OpenGL® ES 2.0 Programming Guide, by Aaftab Munshi, Dan Ginsburg, and Dave Shreiner
After raving in delight about my first two recommendations, I must preface my praise for OpenGL ES 2.0 Programming Guide with acknowledgment that this book is probably not accessible to even experienced programmers unless they have extensive prior knowledge of 3D graphics. Nevertheless, this book is the authoritative reference by the world's foremost experts on OpenGL. The insights and tradeoffs described make this book comparable to The Design and Evolution of C++ by Bjarne Stroustrup in the sense that seemingly arbitrary features, quirks, and limitations are explained nowhere else. OpenGL® ES 3.0 Programming Guide, Second Edition also available in Safari Books Online.
Object-Oriented Programming: An Evolutionary Approach, 2nd Edition, by Brad J. Cox and Andrew Novobilski
This book documents the rationale and implementation of the Objective-C Programming Language used to create NeXTstep, which later became Apple's Cocoa and Cocoa Touch technologies. The latest Objective-C 2.0 Programming Language has moved far beyond the humble origins described in this book, but read it anyway to understand what makes Cocoa technology so good. The emphasis on reusable software components is more relevant today than ever. The comparison of approaches to object-orientation contains the core of a university level comparative programming languages course but remains entertaining. Unlike the apology implicit in Stroustrup's The Design and Evolution of C++, this book is forward looking and optimistic that object-oriented programming can be done right without too many compromises. The exponential growth in popularity of Objective-C and Cocoa may have finally proven the authors right.

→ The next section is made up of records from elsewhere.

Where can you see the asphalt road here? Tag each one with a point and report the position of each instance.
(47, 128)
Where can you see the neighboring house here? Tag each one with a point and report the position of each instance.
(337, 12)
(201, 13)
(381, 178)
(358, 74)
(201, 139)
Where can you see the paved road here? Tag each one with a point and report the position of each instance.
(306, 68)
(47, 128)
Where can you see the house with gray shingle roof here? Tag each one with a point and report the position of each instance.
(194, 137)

Game Programming Gems 6 (2006, Charles River Media, ISBN 9781584504504), by Mike Dickheiser
This is a favorite in the "Game Programming Gems" series that is up to 8 volumes at last check. Like the "Graphics Programming Gems" series that preceded, these books collect academic papers and industry proven solutions into an invaluable reference collection. These technical articles are analogous to conference proceedings and scholarly journal articles in other scientific disciplines. These books need to be in every well curated technical library. If you are in the Game industry, any single gem from one of these books has the potential to shave months from a development cycle, avoid tedious reinvention, and in some cases make the difference between project success and failure.